The creed of Chalcedon defined clearly the two natures of Christ, with three very important points:
1. Truly man, truly God (vere homo, vere deus)
2. The four ‘negatives’ of the creed “…without confusion, without change (Monophysite), without division, without seperation (Nestorianism)…”
3. “…the distinction of natures being in no way annulled by the union, but rather the characteristics of each nature being preserved…..”

All emphases added by me.





Council of Chalcedon (451 A.D)



Therefore, following the holy fathers, we all with one accord teach men to acknowledge one and the same Son, our Lord Jesus Christ, at once complete in Godhead and complete in manhood, truly God and truly man, consisting also of a reasonable soul and body; of one substance with the Father as regards his Godhead, and at the same time of one substance with us as regards his manhood; like us in all respects, apart from sin; as regards his Godhead, begotten of the Father before the ages, but yet as regards his manhood begotten, for us men and for our salvation, of Mary the Virgin, the God-bearer; one and the same Christ, Son, Lord, Only-begotten, recognized in two natures, without confusion, without change, without division, without separation; the distinction of natures being in no way annulled by the union, but rather the characteristics of each nature being preserved and coming together to form one person and subsistence, not as parted or separated into two persons, but one and the same Son and Only-begotten God the Word, Lord Jesus Christ; even as the prophets from earliest times spoke of him, and our Lord Jesus Christ himself taught us, and the creed of the fathers has handed down to us.
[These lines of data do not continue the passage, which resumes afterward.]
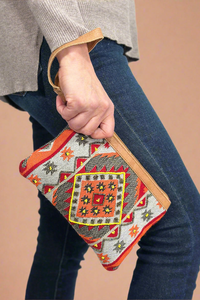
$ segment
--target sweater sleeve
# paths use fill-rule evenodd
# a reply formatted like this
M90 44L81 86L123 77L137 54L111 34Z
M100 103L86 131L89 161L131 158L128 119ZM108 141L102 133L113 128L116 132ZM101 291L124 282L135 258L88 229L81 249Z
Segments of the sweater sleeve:
M86 4L84 3L85 2ZM85 42L91 41L96 36L97 40L100 37L103 38L100 28L97 28L90 21L90 12L85 9L85 5L88 7L91 5L93 7L97 2L99 2L97 0L89 0L89 2L82 0L27 0L27 3L52 53L61 46L73 42L83 35L85 40L85 40ZM95 28L97 31L94 32L92 36L91 32ZM88 34L88 36L85 35L87 33ZM88 40L90 39L90 40ZM73 44L72 44L70 45ZM94 43L88 44L89 52L95 44Z

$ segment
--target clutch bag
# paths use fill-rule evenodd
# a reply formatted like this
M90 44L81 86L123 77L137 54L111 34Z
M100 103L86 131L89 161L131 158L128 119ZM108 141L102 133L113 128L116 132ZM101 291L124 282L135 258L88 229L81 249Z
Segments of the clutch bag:
M48 76L56 53L49 58ZM65 100L58 73L55 85L49 78L54 90ZM118 268L171 204L115 132L111 138L96 139L67 125L23 159L19 170L109 271Z

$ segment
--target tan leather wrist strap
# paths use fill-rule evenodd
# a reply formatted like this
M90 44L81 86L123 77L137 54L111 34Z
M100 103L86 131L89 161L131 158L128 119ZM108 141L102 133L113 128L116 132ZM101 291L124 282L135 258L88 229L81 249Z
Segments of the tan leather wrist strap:
M70 42L70 43L65 44L64 45L62 45L58 48L56 49L52 53L48 63L47 70L48 79L50 84L53 88L53 90L60 96L65 103L66 103L66 100L62 90L61 88L59 83L58 71L55 75L54 84L52 82L51 78L50 70L53 61L58 52L60 52L61 50L62 50L63 49L64 49L65 48L67 48L68 47L70 47L70 46L74 46L75 45L80 45L81 44L84 44L87 43L88 45L88 52L89 53L91 50L92 50L97 43L103 40L103 38L104 37L101 30L100 27L99 27L94 29L93 30L92 30L89 32L86 33L85 34L82 35L81 36L79 37L76 40L75 40L72 42Z

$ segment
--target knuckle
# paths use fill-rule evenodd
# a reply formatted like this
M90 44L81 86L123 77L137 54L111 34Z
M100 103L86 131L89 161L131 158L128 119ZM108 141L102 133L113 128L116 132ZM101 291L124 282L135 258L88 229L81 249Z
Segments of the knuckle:
M89 129L84 129L82 131L82 133L85 135L90 135L93 133L93 131Z

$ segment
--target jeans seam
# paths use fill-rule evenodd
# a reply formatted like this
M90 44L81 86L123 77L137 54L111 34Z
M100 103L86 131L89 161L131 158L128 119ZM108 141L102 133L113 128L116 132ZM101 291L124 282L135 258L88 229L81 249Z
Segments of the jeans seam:
M131 127L131 126L126 121L126 120L124 118L124 117L123 117L123 116L122 116L122 115L121 114L121 113L119 111L119 110L115 106L115 108L118 112L119 114L121 116L122 118L123 118L123 119L124 121L125 122L125 123L128 126L128 127L129 127L129 128L134 133L134 134L137 137L137 138L138 138L138 139L139 140L139 141L140 142L142 143L142 145L143 145L143 146L144 146L144 147L146 149L146 150L148 151L148 153L150 154L150 155L151 155L151 157L152 158L152 159L154 160L155 161L155 163L156 163L156 164L158 166L158 167L159 167L159 169L160 169L160 171L162 172L162 174L163 174L163 176L165 176L165 177L166 178L166 179L167 180L167 181L169 183L169 184L171 186L172 185L171 185L171 184L168 178L167 178L167 176L165 174L164 171L163 171L163 170L162 168L160 167L160 166L159 165L159 164L157 162L157 161L155 159L155 158L154 157L152 156L152 154L150 152L150 151L149 151L148 150L148 148L147 148L147 147L146 147L145 145L144 144L144 143L143 142L142 142L142 141L139 138L139 137L138 136L138 135L136 133L135 131L134 131L134 130L133 129L133 128ZM193 230L192 230L192 226L191 226L191 224L190 220L190 218L189 218L189 217L188 216L188 214L187 214L187 211L185 209L185 208L184 208L184 207L182 205L182 203L181 203L181 200L180 200L180 199L179 196L178 196L178 195L177 194L177 193L174 190L174 192L175 194L175 195L176 195L176 196L177 197L177 198L179 202L179 203L180 203L180 205L181 207L182 208L182 209L185 212L185 214L187 216L187 219L189 221L189 224L190 224L190 229L191 230L191 232L192 232L192 235L191 235L192 236L192 243L193 247L192 247L192 257L193 257L193 248L194 248L194 234L193 234Z
M166 178L166 180L168 182L169 182L169 184L170 185L170 186L171 186L172 185L171 185L171 184L170 183L170 182L168 178L167 178L167 176L166 176L165 174L164 171L163 171L163 170L162 168L160 167L160 166L159 165L159 164L156 161L156 160L155 159L155 158L151 154L151 153L150 152L150 151L149 151L149 150L148 150L148 148L147 148L147 147L146 147L145 145L144 144L144 143L139 138L139 137L138 136L138 135L136 133L136 132L135 132L135 131L134 131L134 130L133 130L133 128L131 127L131 126L126 121L126 120L124 118L124 117L122 116L122 115L121 114L121 113L120 112L120 111L119 110L118 110L117 108L116 108L116 107L115 106L115 109L116 109L116 110L119 113L119 114L120 115L120 116L121 116L121 117L123 118L123 119L124 121L125 122L125 123L127 124L127 125L128 125L128 127L129 127L129 128L135 134L135 135L139 139L139 141L142 143L142 145L143 145L143 146L144 146L144 147L145 147L145 148L146 149L146 150L147 150L147 152L148 152L149 153L149 154L150 154L150 155L151 156L151 157L152 158L152 159L154 160L155 161L155 162L156 163L156 164L157 165L157 166L158 166L158 167L159 167L159 168L160 169L160 171L162 172L162 174L163 174L163 176L165 176L165 177ZM181 199L180 199L180 198L179 198L179 197L178 195L176 193L176 192L174 190L174 193L175 193L175 195L177 197L177 199L178 199L178 201L179 201L179 203L180 204L180 205L181 206L182 208L182 209L184 210L184 211L185 212L185 214L187 216L187 219L189 221L189 223L190 224L190 229L191 229L191 240L192 240L192 246L193 246L192 247L192 256L191 256L191 259L192 259L192 260L193 258L193 256L194 256L194 233L193 233L193 230L192 230L192 226L191 225L191 222L190 222L190 218L189 218L189 217L188 216L188 214L187 214L187 212L186 212L186 211L185 210L185 209L184 207L182 205L182 203L181 203ZM191 266L190 266L190 269L191 268ZM187 279L188 279L188 276L189 276L189 272L188 272L188 274L187 274ZM184 291L184 297L185 297L185 291Z
M61 260L60 262L60 264L59 265L59 268L58 269L58 277L57 277L57 279L55 283L55 291L54 292L54 295L53 297L53 299L55 299L56 297L56 294L57 293L57 291L58 290L58 280L60 278L61 273L61 266L62 265L62 262L63 260L63 259L64 258L64 251L65 249L65 246L66 245L66 243L67 242L67 239L68 235L68 232L69 231L69 227L70 226L70 224L68 224L67 228L67 229L66 231L66 234L65 234L65 237L64 239L64 245L63 246L63 249L62 253L62 257L61 257Z

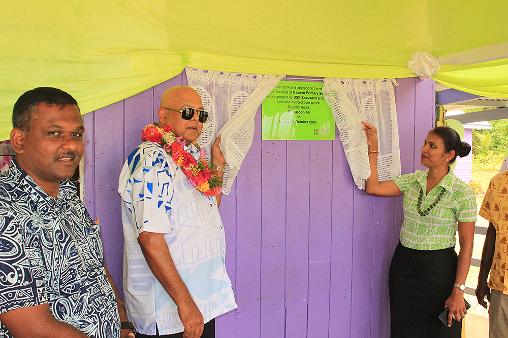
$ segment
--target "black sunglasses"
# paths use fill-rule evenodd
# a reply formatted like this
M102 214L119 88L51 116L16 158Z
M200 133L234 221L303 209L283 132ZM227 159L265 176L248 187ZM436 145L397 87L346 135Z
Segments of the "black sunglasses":
M198 112L198 117L199 118L199 122L201 123L204 123L208 119L208 112L206 110L196 110L193 108L184 108L181 110L179 110L177 109L173 109L173 108L165 108L164 107L163 107L163 108L168 110L179 111L182 113L182 119L184 120L190 120L192 119L192 117L194 116L194 113L196 111Z

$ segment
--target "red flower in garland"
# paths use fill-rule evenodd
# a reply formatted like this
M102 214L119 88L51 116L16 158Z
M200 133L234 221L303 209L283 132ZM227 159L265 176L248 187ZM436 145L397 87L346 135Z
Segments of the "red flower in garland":
M222 180L210 170L216 166L209 164L202 158L197 161L184 149L185 142L182 141L182 137L176 137L170 127L164 126L164 128L160 128L158 124L150 124L143 128L141 139L162 145L187 176L190 184L205 196L215 196L222 192ZM204 156L204 152L198 143L195 141L193 144L200 152L200 155Z
M141 139L149 142L161 142L162 130L152 124L148 125L141 132Z

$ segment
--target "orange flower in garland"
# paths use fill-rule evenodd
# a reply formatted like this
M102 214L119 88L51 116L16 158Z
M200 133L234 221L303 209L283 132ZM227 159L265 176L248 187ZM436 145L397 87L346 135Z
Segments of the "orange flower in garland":
M171 127L165 126L164 128L159 128L156 122L146 126L141 132L142 140L155 142L162 145L181 168L193 186L206 196L214 196L222 193L223 180L212 171L217 166L209 164L202 157L197 161L183 149L185 142L181 139L181 136L176 137ZM200 156L204 156L204 152L198 143L195 141L193 144L200 152Z

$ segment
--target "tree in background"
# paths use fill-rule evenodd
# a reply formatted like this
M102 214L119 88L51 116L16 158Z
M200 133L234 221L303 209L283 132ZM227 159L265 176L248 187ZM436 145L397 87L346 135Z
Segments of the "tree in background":
M499 170L508 155L508 120L488 122L492 125L492 130L473 130L473 170Z

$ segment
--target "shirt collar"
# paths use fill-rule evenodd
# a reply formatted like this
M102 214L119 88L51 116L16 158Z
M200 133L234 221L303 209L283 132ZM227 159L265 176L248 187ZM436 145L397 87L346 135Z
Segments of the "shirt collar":
M199 160L199 155L200 152L199 150L198 150L198 148L196 147L196 146L194 145L194 144L193 144L193 143L190 143L190 145L189 145L188 146L187 146L187 145L184 145L183 150L184 150L185 152L188 153L191 155L192 155L192 157L196 161Z
M427 177L429 176L429 169L425 170L417 180L420 183L424 191L427 189ZM456 176L454 174L453 171L451 168L449 168L448 173L444 175L444 177L441 179L437 186L442 186L449 192L452 191L453 187L453 183L455 182Z
M35 182L34 179L19 166L16 161L15 158L13 158L9 166L9 170L4 174L8 179L18 183L18 186L21 190L29 194L34 192L39 195L41 198L48 202L54 202L55 200L69 200L75 195L77 190L74 184L68 179L66 179L60 183L58 189L58 198L50 196ZM35 192L34 192L35 191Z

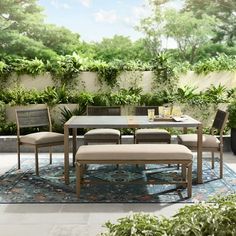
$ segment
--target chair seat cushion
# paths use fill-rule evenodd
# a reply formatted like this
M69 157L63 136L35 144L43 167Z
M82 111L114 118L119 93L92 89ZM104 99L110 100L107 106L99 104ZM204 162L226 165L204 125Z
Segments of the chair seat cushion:
M178 143L185 146L197 147L197 134L183 134L178 136ZM204 134L202 136L202 147L203 148L218 148L220 140L214 135Z
M116 129L92 129L84 134L84 139L119 139L120 131Z
M180 144L85 145L79 147L76 160L192 160L192 152Z
M135 131L136 139L165 139L170 140L171 135L165 129L137 129Z
M64 141L64 134L55 132L37 132L20 137L22 143L29 144L47 144Z

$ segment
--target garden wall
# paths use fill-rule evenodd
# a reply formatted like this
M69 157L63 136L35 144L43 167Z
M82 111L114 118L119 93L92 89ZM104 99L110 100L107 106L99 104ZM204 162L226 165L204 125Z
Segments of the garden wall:
M118 77L118 83L120 88L128 88L139 86L143 89L143 92L151 92L153 73L151 71L144 72L123 72ZM13 88L16 86L22 86L27 89L35 88L37 90L43 90L47 86L53 86L54 82L50 74L32 77L29 75L19 76L13 75L9 79L9 85L7 87ZM105 89L106 85L101 85L97 74L95 72L81 72L80 76L74 81L75 89L88 92L97 92ZM221 84L226 88L236 87L236 72L212 72L207 75L197 75L190 71L186 74L179 76L179 87L185 85L196 87L198 91L204 91L212 84L215 86ZM114 88L114 90L117 88Z

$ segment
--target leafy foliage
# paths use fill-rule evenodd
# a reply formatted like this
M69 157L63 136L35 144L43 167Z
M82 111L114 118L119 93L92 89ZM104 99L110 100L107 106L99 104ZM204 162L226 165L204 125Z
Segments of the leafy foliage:
M173 217L158 218L136 213L105 223L101 236L223 236L236 234L236 194L219 197L214 203L185 206Z
M228 106L229 118L228 118L228 126L230 128L236 129L236 97L232 98Z
M193 67L197 74L208 74L214 71L235 71L236 56L227 56L225 54L217 55L196 63Z

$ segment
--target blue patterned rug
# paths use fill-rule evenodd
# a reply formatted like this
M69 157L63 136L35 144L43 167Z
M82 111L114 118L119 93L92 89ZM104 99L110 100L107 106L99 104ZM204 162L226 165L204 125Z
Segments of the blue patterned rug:
M86 185L81 189L78 199L75 193L75 170L70 169L71 183L64 184L62 158L54 158L48 165L48 159L40 158L40 176L34 174L34 159L23 159L22 169L13 167L0 177L0 203L173 203L208 201L217 194L227 195L236 192L236 173L224 165L224 178L219 179L219 166L215 170L210 162L203 161L203 184L196 184L196 163L193 167L193 197L187 199L186 189L176 185L145 183L166 181L179 178L175 166L147 165L117 166L89 165L85 176ZM91 181L102 180L102 184ZM141 183L135 183L139 180ZM111 182L113 182L111 184ZM115 182L115 183L114 183ZM123 184L128 182L128 184Z

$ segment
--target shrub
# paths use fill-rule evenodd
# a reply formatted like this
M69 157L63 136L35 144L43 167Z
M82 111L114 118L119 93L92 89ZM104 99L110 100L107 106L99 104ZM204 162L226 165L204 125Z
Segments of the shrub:
M236 194L185 206L172 218L136 213L105 223L102 236L235 236Z

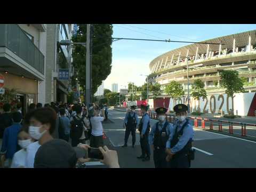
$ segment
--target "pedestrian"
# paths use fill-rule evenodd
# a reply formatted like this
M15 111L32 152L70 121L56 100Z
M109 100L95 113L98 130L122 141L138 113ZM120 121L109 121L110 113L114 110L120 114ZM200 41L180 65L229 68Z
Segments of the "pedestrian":
M27 147L34 141L28 133L22 132L19 134L18 143L21 149L16 152L13 155L11 168L25 168Z
M156 168L166 168L166 153L165 148L172 124L166 119L167 109L159 107L156 109L159 121L152 126L149 136L149 145L154 154L154 162Z
M91 147L98 148L103 146L102 122L104 120L104 118L99 115L99 108L94 108L94 115L91 117L90 120L92 125L92 135L90 145Z
M65 116L66 111L64 108L60 109L60 126L63 130L59 131L59 134L61 135L60 139L62 139L68 142L69 140L69 134L70 133L70 121Z
M35 103L31 103L29 105L29 112L30 112L35 109L36 109L36 105Z
M25 167L33 168L35 155L41 145L53 138L57 114L51 108L42 108L30 112L26 117L29 122L29 133L31 138L37 140L27 147Z
M82 116L82 107L77 105L75 109L76 115L70 118L70 138L73 147L77 146L79 143L85 144L90 129L89 121Z
M173 108L177 119L166 142L166 161L171 168L188 168L194 159L192 149L193 127L186 118L188 107L178 104Z
M9 166L11 166L12 158L18 151L18 134L21 128L22 115L19 112L14 112L12 114L13 124L5 129L3 143L1 150L1 155L3 156L1 159L9 161Z
M42 104L41 103L38 103L37 104L36 104L36 108L37 109L38 109L39 108L42 108L43 107L43 104Z
M75 168L81 158L81 154L85 154L90 146L79 144L77 147L71 147L61 139L54 139L42 145L35 157L35 168ZM118 158L116 151L108 149L107 146L100 148L103 159L100 161L109 168L119 168ZM82 151L82 153L81 153ZM88 162L90 159L85 159Z
M123 147L127 147L127 142L131 133L132 137L132 148L134 148L136 141L136 127L139 125L139 118L135 112L136 106L131 106L131 111L126 113L124 121L123 127L125 128L124 145Z
M150 159L150 149L148 142L148 135L150 124L149 115L147 113L148 106L144 104L141 104L140 108L143 114L142 117L141 119L140 119L139 124L141 155L138 156L137 158L142 159L142 161L145 162L149 161Z
M0 115L0 139L3 138L5 128L12 124L12 116L11 113L11 105L5 103L3 106L4 113Z

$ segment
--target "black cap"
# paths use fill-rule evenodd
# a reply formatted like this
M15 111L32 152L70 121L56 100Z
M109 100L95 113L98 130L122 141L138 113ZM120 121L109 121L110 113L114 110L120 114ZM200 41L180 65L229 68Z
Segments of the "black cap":
M158 107L156 109L156 112L157 114L164 114L167 111L167 109L164 107Z
M73 168L77 162L75 149L66 141L55 139L41 146L35 156L35 168Z
M187 111L188 109L188 106L184 104L178 104L173 107L173 110L176 113Z

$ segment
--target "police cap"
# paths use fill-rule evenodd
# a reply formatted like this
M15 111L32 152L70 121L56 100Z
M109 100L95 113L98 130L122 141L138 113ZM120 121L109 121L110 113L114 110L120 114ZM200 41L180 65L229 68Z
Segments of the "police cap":
M135 109L137 108L137 106L131 106L131 109Z
M173 107L173 110L176 113L187 111L188 109L188 106L184 104L178 104Z
M164 107L158 107L156 109L156 112L157 114L164 114L167 111L167 109Z

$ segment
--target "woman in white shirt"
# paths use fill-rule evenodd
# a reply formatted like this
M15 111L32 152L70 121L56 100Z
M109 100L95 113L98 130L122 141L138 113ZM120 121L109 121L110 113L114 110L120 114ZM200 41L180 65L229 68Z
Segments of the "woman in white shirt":
M99 113L99 108L95 108L94 116L91 118L92 129L90 146L91 147L98 148L103 146L103 127L101 122L104 120L104 118L100 116Z
M30 137L38 140L27 147L25 168L34 168L35 156L43 144L53 139L51 134L55 129L57 114L51 108L42 108L31 111L26 117Z

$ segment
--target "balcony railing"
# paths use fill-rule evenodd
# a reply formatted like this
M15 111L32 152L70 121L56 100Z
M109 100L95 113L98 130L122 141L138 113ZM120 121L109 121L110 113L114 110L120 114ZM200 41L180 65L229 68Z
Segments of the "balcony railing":
M0 24L0 47L5 47L41 74L44 74L44 56L16 24Z

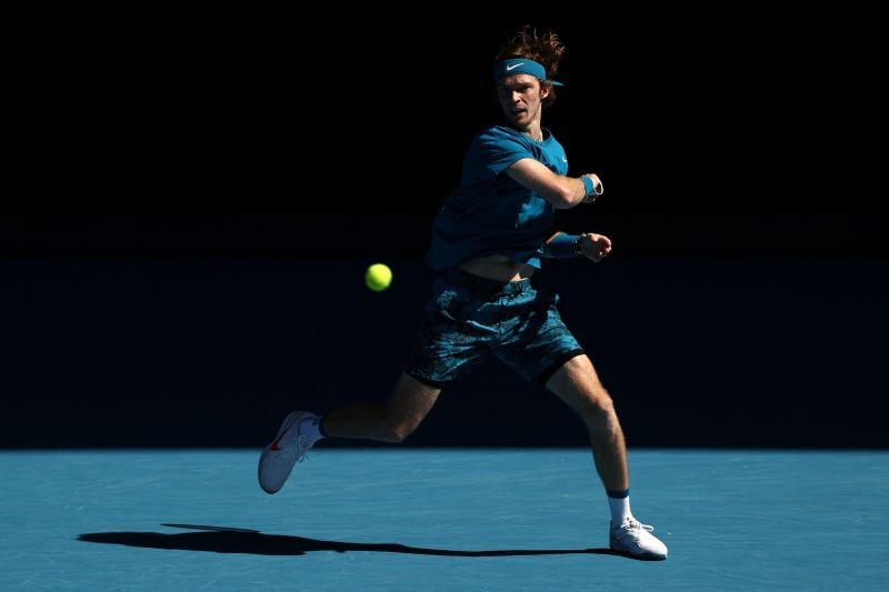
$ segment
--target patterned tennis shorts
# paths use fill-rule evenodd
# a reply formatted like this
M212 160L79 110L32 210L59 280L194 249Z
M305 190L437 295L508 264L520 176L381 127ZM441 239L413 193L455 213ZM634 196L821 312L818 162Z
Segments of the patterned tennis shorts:
M559 297L531 279L506 284L457 268L436 275L423 328L404 371L443 387L495 355L526 380L545 384L583 353L556 308Z

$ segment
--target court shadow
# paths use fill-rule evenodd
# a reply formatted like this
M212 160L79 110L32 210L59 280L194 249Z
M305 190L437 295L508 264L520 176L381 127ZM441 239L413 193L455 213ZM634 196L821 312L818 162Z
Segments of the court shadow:
M178 549L182 551L209 551L212 553L246 553L253 555L304 555L311 551L371 551L380 553L404 553L411 555L441 555L460 558L492 558L512 555L563 555L593 554L618 555L637 559L610 549L503 549L491 551L457 551L451 549L427 549L398 543L353 543L348 541L322 541L287 534L263 534L249 529L208 526L200 524L162 524L177 529L200 532L164 534L160 532L90 532L78 536L90 543L123 544L149 549Z

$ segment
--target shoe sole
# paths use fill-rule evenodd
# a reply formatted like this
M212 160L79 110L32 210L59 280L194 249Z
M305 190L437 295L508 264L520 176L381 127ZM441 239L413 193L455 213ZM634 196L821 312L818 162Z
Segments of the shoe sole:
M637 555L630 553L629 551L621 551L620 549L615 549L615 548L611 548L611 552L615 553L616 555L621 555L629 559L637 559L639 561L665 561L667 559L667 555L658 555L657 553L639 553Z

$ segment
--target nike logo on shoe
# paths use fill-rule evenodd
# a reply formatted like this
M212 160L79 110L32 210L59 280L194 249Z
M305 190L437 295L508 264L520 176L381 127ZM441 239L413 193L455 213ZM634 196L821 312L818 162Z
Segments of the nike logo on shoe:
M298 420L293 420L290 423L290 425L288 425L283 430L281 430L281 434L274 440L274 442L271 443L271 445L269 446L269 450L271 450L273 452L278 452L279 450L281 450L281 446L279 446L278 444L281 442L281 439L284 437L284 434L290 431L290 428L292 428L293 424L297 423L297 421Z

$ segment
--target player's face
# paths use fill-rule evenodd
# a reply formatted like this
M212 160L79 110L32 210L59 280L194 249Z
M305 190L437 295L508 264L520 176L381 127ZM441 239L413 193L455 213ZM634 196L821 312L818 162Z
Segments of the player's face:
M497 98L503 114L512 126L528 130L532 122L540 124L540 111L549 89L530 74L517 74L502 79L497 84Z

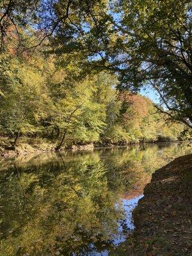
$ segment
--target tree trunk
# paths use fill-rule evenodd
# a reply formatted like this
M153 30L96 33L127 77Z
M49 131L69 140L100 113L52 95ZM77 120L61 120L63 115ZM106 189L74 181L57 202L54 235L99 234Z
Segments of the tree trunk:
M65 131L63 137L62 137L62 140L61 140L60 143L55 147L54 149L56 151L59 150L60 149L61 147L62 146L62 144L64 141L67 132L67 129L66 129L66 130Z
M14 142L13 142L13 146L14 146L14 147L16 146L16 144L17 144L17 140L19 139L19 135L20 135L20 132L19 132L19 131L16 133L16 137L15 137L15 139Z

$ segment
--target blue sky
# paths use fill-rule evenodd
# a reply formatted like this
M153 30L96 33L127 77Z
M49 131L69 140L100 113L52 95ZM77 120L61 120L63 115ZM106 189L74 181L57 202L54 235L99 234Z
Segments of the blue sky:
M154 103L159 103L159 97L156 91L152 88L141 89L140 93L152 100Z

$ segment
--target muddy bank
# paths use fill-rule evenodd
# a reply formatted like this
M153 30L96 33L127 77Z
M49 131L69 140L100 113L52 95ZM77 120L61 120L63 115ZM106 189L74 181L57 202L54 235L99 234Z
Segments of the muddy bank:
M192 154L157 170L133 212L136 229L110 256L189 256Z
M191 141L143 141L138 143L130 143L127 144L98 144L86 143L83 145L70 145L61 147L60 151L71 150L72 151L93 150L99 148L111 148L117 147L126 147L131 145L140 145L147 144L164 144L173 143L188 143L189 145ZM56 143L46 139L30 138L22 137L20 138L15 148L12 147L12 140L8 138L0 137L0 157L14 157L19 155L24 156L30 154L40 154L42 152L55 152ZM191 147L191 146L190 146Z

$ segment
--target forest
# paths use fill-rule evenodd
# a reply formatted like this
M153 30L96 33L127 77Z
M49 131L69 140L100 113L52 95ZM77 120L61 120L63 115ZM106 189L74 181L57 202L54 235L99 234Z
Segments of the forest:
M1 150L189 138L191 34L182 31L191 28L186 16L189 1L180 1L166 15L163 26L170 40L160 28L163 1L134 2L79 1L76 6L73 1L3 2ZM173 3L168 2L166 11ZM136 8L140 14L131 19ZM140 94L142 86L156 90L159 104Z

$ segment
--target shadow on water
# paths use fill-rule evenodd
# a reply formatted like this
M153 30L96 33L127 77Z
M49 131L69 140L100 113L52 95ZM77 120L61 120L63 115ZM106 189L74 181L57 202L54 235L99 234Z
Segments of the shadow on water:
M8 255L108 255L134 228L152 172L186 143L1 159L0 251Z

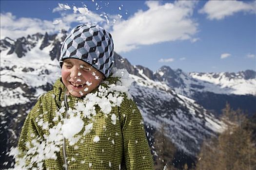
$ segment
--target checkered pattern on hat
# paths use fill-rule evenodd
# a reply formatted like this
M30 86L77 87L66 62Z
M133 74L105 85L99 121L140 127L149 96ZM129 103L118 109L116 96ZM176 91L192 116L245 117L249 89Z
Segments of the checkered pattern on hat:
M75 27L62 44L59 64L67 58L77 58L90 64L108 77L114 63L111 34L98 25L83 24Z

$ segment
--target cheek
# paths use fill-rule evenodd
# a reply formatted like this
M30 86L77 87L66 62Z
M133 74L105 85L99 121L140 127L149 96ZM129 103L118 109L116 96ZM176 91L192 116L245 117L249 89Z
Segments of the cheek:
M69 71L65 70L64 69L61 69L61 77L63 79L66 80L67 78L69 76L69 74L70 74Z

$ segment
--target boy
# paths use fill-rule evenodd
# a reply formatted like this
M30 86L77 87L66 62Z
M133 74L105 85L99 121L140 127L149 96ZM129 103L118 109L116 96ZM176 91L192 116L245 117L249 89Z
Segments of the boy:
M64 40L61 78L22 128L17 168L153 170L143 120L124 70L114 69L111 35L81 24Z

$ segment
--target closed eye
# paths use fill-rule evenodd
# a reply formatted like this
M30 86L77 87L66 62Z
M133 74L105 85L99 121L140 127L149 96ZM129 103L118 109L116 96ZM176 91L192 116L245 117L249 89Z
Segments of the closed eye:
M65 67L68 68L72 68L72 67L73 67L72 65L64 65L64 66L65 66Z

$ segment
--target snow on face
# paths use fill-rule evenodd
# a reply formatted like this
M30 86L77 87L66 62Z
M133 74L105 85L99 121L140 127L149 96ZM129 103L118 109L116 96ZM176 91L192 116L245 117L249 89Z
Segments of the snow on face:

I believe the human nature perished on the cross and the divine nature was united to a corpse. Dr. Sinclair Ferguson has laid this out in a Ligonier conference in 2004 A Portrait of God.


----------



## Jerusalem Blade (Oct 6, 2012)

As the sin-bearer – upon whom the foulness, depravity, and God-murdering lust of satan-infested humankind was laid – it was incumbent upon God the Father to withdraw from this mass of iniquity and pour forth the wrath deserved. The humanity of Christ, the *man* Christ Jesus experienced this wrath and forsakenness. All His human life He had known intimate communion with His heavenly Father, but now . . . all sense of His loving presence was gone. He was forsaken with the eternal forsakenness due us.

His divine nature sustained the human during this sin-bearing and the punishment thereof. His divine nature – His Godhood – was not separated from the Father at any time. I think that during this time from Gethsemane to the cross Jesus Christ’s awareness increasingly was centered in His human nature, and not the divine, for it was in the human He was to suffer (but I must say that little creatures such as we cannot fathom what went on in His Person). Yet it was the divine nature that enabled Him to endure in the human nature the equivalent of the eternal suffering of all the elect. The infinite dignity of His Person gave infinite worth to His substitutionary suffering and death.

The turning away of the Father – the withdrawing – from the human, the *man* Christ Jesus during His atoning death, the abandoning of Him to suffer in our stead, this was what the humanity of Jesus experienced for the first time in His human life. It was the Hell of Hell to Him. He knew this so that we wouldn’t have to know it.

When He cried, “It is finished!” the atonement was accomplished, and He commended His spirit into the hands of His Father (Lk 23:46). He never lost faith during this ordeal; He ever stayed upon His God; even this cry of dereliction was the word of God in the Psalm – 22:1.

What a Saviour!

-----

Welcome to PB, Abraham.


----------